The routes are Bangladesh-Turkey-Libya-Europe; Bangladesh-India/Sri Lanka-Libya-Europe; and Bangladesh-UAE-Jordan-Libya-Europe, Rab officials said quoting the arrestees.
Some of the May 9 tragedy victims were taken to Libya through India-Sri Lanka-Istanbul route, they added.
For this trip, they first took the victims to Kolkata by bus and then to Delhi by air. Later, the migrants were sent to Sri Lanka by air, where they stayed around five days before heading for Libya, Rab said.
Before leaving Sri Lanka, which issues on-arrival visas, the local agents manage “Ok To Board” approval from Libyan authorities to depart from Sri Lanka and enter Libya.
These syndicates have agents in each of these countries. They collect Tk 4 to 5 lakh from each migrant before they depart Bangladesh.

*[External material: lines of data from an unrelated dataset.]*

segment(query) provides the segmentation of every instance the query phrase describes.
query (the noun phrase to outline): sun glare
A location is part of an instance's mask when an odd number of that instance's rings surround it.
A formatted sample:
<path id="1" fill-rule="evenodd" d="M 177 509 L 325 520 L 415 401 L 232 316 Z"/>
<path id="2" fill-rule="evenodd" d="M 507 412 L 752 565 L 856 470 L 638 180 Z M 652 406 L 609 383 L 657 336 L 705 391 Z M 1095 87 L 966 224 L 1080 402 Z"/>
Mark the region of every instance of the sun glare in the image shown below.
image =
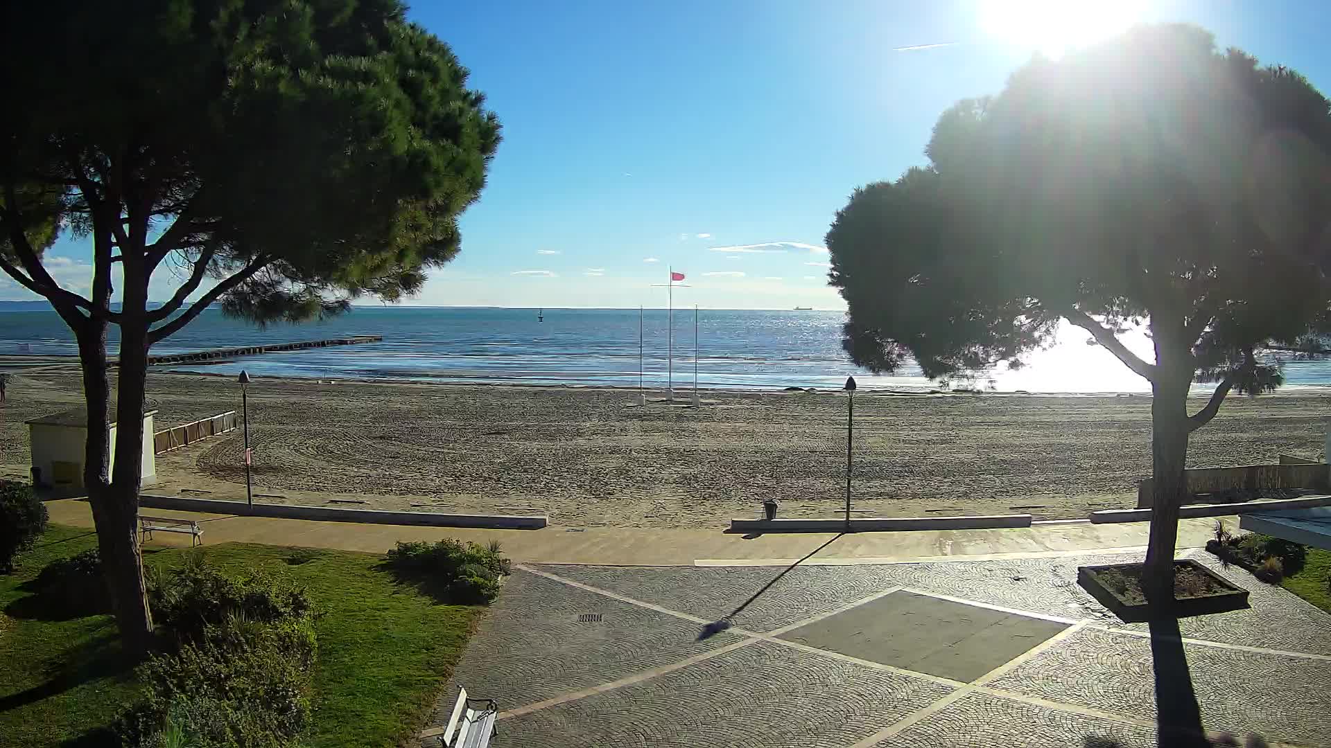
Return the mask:
<path id="1" fill-rule="evenodd" d="M 1133 0 L 982 0 L 980 27 L 996 41 L 1059 57 L 1126 29 L 1141 9 Z"/>

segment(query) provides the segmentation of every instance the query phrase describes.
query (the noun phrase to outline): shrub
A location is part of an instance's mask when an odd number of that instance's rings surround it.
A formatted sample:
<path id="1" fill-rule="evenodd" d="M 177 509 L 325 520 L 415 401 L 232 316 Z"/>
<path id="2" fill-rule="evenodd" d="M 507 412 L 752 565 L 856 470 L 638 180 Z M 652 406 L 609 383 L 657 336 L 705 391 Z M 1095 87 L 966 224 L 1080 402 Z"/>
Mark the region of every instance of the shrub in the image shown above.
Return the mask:
<path id="1" fill-rule="evenodd" d="M 200 554 L 149 580 L 165 654 L 140 665 L 144 700 L 117 724 L 136 748 L 285 748 L 310 719 L 314 612 L 286 579 L 230 579 Z"/>
<path id="2" fill-rule="evenodd" d="M 437 543 L 399 542 L 389 551 L 389 568 L 443 602 L 488 604 L 499 596 L 500 578 L 512 564 L 498 542 L 488 546 L 445 538 Z"/>
<path id="3" fill-rule="evenodd" d="M 138 668 L 144 700 L 118 724 L 124 744 L 196 748 L 297 744 L 310 719 L 314 627 L 309 619 L 257 624 L 230 618 Z"/>
<path id="4" fill-rule="evenodd" d="M 1262 566 L 1252 570 L 1252 576 L 1270 584 L 1279 584 L 1284 579 L 1284 564 L 1279 556 L 1267 556 Z"/>
<path id="5" fill-rule="evenodd" d="M 194 642 L 208 626 L 232 618 L 250 623 L 278 623 L 313 615 L 305 590 L 287 579 L 254 572 L 232 579 L 210 568 L 202 554 L 185 556 L 185 564 L 149 578 L 148 603 L 153 620 L 169 630 L 177 644 Z"/>
<path id="6" fill-rule="evenodd" d="M 0 574 L 13 571 L 13 558 L 47 528 L 47 504 L 24 483 L 0 480 Z"/>
<path id="7" fill-rule="evenodd" d="M 37 574 L 35 586 L 43 602 L 61 614 L 110 612 L 110 594 L 97 548 L 48 563 Z"/>

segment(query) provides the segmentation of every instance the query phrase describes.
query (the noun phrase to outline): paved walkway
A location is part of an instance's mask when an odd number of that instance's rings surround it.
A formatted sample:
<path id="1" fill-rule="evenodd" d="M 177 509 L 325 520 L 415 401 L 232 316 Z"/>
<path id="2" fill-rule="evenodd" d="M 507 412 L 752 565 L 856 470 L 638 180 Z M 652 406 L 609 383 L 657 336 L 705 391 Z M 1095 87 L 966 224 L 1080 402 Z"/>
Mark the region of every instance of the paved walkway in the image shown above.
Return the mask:
<path id="1" fill-rule="evenodd" d="M 47 502 L 52 522 L 92 527 L 88 503 L 77 499 Z M 921 532 L 831 532 L 760 535 L 751 538 L 717 530 L 652 530 L 622 527 L 559 527 L 544 530 L 467 530 L 410 527 L 353 522 L 311 522 L 144 508 L 141 514 L 201 519 L 204 540 L 229 540 L 383 552 L 397 540 L 499 540 L 518 562 L 614 566 L 788 566 L 813 554 L 805 564 L 892 563 L 934 558 L 1002 558 L 1012 554 L 1051 556 L 1090 550 L 1145 551 L 1147 524 L 1091 524 L 1089 522 L 1036 524 L 1008 530 L 930 530 Z M 1236 527 L 1234 518 L 1226 518 Z M 1178 547 L 1198 547 L 1211 535 L 1214 519 L 1179 523 Z M 161 544 L 189 544 L 186 536 L 158 534 Z"/>
<path id="2" fill-rule="evenodd" d="M 1251 592 L 1179 622 L 1207 728 L 1331 745 L 1331 615 L 1185 555 Z M 496 748 L 1155 745 L 1150 632 L 1075 584 L 1130 558 L 522 564 L 455 677 L 499 701 Z"/>
<path id="3" fill-rule="evenodd" d="M 48 507 L 92 526 L 84 502 Z M 1077 566 L 1139 558 L 1145 523 L 745 538 L 145 514 L 200 519 L 208 544 L 499 539 L 522 563 L 455 673 L 499 701 L 496 748 L 1155 744 L 1159 642 L 1075 583 Z M 1183 520 L 1179 547 L 1203 544 L 1213 522 Z M 1181 622 L 1174 647 L 1206 725 L 1331 745 L 1331 615 L 1202 551 L 1181 555 L 1251 594 L 1251 610 Z"/>

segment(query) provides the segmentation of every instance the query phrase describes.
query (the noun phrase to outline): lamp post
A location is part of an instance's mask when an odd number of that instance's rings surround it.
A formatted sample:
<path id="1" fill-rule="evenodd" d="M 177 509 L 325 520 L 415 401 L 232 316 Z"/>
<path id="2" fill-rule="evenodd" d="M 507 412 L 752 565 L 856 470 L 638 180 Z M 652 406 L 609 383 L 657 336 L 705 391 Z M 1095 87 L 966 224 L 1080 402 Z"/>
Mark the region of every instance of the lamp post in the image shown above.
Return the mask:
<path id="1" fill-rule="evenodd" d="M 855 445 L 855 377 L 845 378 L 847 414 L 845 414 L 845 531 L 851 531 L 851 447 Z"/>
<path id="2" fill-rule="evenodd" d="M 241 414 L 242 414 L 241 417 L 245 419 L 245 503 L 246 506 L 249 506 L 249 508 L 254 508 L 254 494 L 250 492 L 250 478 L 249 478 L 249 463 L 250 463 L 249 398 L 246 397 L 249 390 L 249 374 L 244 369 L 241 369 L 241 375 L 238 381 L 241 383 Z"/>

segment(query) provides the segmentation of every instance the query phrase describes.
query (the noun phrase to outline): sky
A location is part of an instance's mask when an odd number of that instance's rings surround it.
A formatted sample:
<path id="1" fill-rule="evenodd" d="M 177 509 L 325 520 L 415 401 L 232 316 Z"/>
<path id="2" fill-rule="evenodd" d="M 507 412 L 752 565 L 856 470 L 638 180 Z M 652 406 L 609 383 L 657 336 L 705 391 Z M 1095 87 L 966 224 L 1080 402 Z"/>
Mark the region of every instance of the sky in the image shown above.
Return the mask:
<path id="1" fill-rule="evenodd" d="M 407 303 L 844 309 L 823 238 L 924 164 L 937 116 L 1034 52 L 1189 21 L 1331 92 L 1331 3 L 419 1 L 503 122 L 463 249 Z M 72 289 L 88 242 L 47 253 Z M 152 297 L 177 281 L 154 278 Z M 35 298 L 0 280 L 0 299 Z M 371 302 L 362 299 L 361 303 Z"/>

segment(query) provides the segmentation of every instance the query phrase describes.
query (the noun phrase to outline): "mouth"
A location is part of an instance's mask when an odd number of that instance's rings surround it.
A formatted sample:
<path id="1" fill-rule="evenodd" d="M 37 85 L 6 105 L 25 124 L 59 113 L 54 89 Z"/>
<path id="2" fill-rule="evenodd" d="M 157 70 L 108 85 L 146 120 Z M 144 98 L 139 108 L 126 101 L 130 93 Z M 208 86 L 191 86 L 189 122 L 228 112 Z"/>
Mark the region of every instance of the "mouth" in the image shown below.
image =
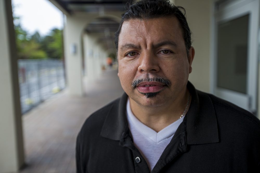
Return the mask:
<path id="1" fill-rule="evenodd" d="M 158 92 L 164 89 L 166 86 L 161 83 L 156 82 L 141 82 L 136 86 L 137 90 L 142 93 Z"/>

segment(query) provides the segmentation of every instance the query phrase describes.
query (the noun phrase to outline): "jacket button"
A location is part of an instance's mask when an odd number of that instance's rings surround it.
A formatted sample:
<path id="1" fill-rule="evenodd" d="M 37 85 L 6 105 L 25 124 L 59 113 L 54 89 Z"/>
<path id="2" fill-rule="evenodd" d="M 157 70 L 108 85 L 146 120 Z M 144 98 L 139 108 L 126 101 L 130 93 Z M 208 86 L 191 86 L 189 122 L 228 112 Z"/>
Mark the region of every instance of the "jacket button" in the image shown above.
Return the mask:
<path id="1" fill-rule="evenodd" d="M 141 161 L 141 159 L 140 159 L 140 158 L 139 157 L 136 157 L 135 158 L 135 162 L 136 162 L 137 163 L 140 163 L 140 162 Z"/>

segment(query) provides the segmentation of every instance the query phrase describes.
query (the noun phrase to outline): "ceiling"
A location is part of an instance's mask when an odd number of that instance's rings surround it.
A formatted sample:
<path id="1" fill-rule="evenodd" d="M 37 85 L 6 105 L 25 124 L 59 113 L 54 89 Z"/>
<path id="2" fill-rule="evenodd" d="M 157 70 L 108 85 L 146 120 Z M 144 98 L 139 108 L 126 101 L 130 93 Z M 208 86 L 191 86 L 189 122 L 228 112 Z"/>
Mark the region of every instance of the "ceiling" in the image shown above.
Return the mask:
<path id="1" fill-rule="evenodd" d="M 49 0 L 64 14 L 73 15 L 78 12 L 104 14 L 110 11 L 123 13 L 125 6 L 132 0 Z M 89 34 L 100 35 L 99 44 L 107 49 L 114 48 L 114 33 L 117 30 L 119 23 L 108 17 L 100 17 L 93 20 L 85 29 Z"/>

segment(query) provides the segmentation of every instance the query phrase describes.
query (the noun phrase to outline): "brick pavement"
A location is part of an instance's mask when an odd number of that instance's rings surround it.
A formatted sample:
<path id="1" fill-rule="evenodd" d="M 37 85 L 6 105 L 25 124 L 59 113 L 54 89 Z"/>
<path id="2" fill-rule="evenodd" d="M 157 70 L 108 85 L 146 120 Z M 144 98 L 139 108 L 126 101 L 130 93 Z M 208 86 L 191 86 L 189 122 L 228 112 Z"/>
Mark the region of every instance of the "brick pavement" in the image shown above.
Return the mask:
<path id="1" fill-rule="evenodd" d="M 62 91 L 22 117 L 27 166 L 20 173 L 75 172 L 77 135 L 88 115 L 121 96 L 116 70 L 85 81 L 86 95 Z"/>

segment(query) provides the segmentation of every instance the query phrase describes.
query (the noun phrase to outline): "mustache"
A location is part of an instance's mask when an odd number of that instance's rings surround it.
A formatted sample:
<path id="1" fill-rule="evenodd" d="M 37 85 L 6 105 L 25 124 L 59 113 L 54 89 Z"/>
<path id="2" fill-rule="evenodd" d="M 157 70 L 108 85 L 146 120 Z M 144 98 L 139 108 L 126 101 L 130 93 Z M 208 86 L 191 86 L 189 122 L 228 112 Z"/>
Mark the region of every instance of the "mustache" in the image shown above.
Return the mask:
<path id="1" fill-rule="evenodd" d="M 143 82 L 159 82 L 163 84 L 166 86 L 168 86 L 171 84 L 170 80 L 161 77 L 153 77 L 153 78 L 147 78 L 143 79 L 138 79 L 134 81 L 132 83 L 131 85 L 134 88 L 136 87 L 138 84 Z"/>

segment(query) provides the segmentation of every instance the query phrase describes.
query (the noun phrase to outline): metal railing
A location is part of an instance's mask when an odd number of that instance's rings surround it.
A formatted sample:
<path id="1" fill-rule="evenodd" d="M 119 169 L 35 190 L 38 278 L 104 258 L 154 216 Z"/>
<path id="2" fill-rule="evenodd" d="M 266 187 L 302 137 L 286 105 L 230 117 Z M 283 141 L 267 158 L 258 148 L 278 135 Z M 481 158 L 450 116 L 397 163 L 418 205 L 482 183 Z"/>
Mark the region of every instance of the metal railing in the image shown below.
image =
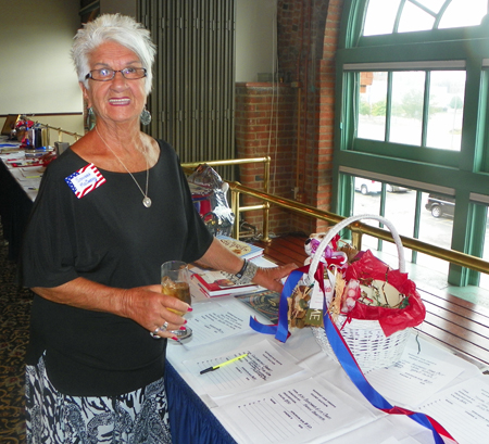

The rest of the money is collected in Libya as per the agreement, Mufti said.
They also force the migrants to do odd jobs in Libya if their family delay the payments, he said, adding that migrants sometimes needed to stay in Libya for up to one year.
“The trafficking gangs also confine the Bangladeshis and torture them to create pressure on their families to pay the money,” Mufti said.
THE SEA ROUTE
Once the family members fully pay, the traffickers gather the Bangladeshis in a single place and train them on operating the rigid-inflatable boats (RIB) used to cross the Mediterranean to reach Europe, said Mufti.
Generally, an RIB can carry 40 to 45 people, but the syndicates load 85 to 90 to save money.
Many of these boats sink as migrants often fail to control them. Sometimes, migrants throw their sick fellows overboard to shake off some weight of the boats that take around 20 hours to reach the coasts of Italy.
Bangladeshis are among the nationals who take the risky journey via the Mediterranean.
The number of Bangladeshis drowned in the Mediterranean is not known, but according to the International Organisation for Migration, at least 443 migrants either died or went missing in the Mediterranean while trying to reach Europe in boats as of May 8 this year. The figures were 2,299 in 2018 and 3,139 in 2017.
‘FORCED TO PAY’
In his case filed over the trafficking of his brother, Mofiz Uddin sued 20 people, five named and 15 unnamed.
In the complaint, Mofiz claimed Anamul, owner of Yeahia Overseas, had assured him and his brother Aziz of a safe journey to Italy. However, once in Libya, the traffickers took his brother into captivity and tortured him for payment.
The trafficking gang forced the family to pay the sum between December last year and May this year. They also threatened Aziz, his two cousins and an uncle, who were also on the boat, with death if they failed to pay, according to the case statement.
The other named accused are brokers Jahed Ahmed, Razzak Hossain, Saiful Islam and Monzur Rahman alias Goodluck.
Two more cases were filed in Sylhet and Shariatpur over the trafficking of two other victims.
At least 11 named and several unnamed people have been booked in these cases.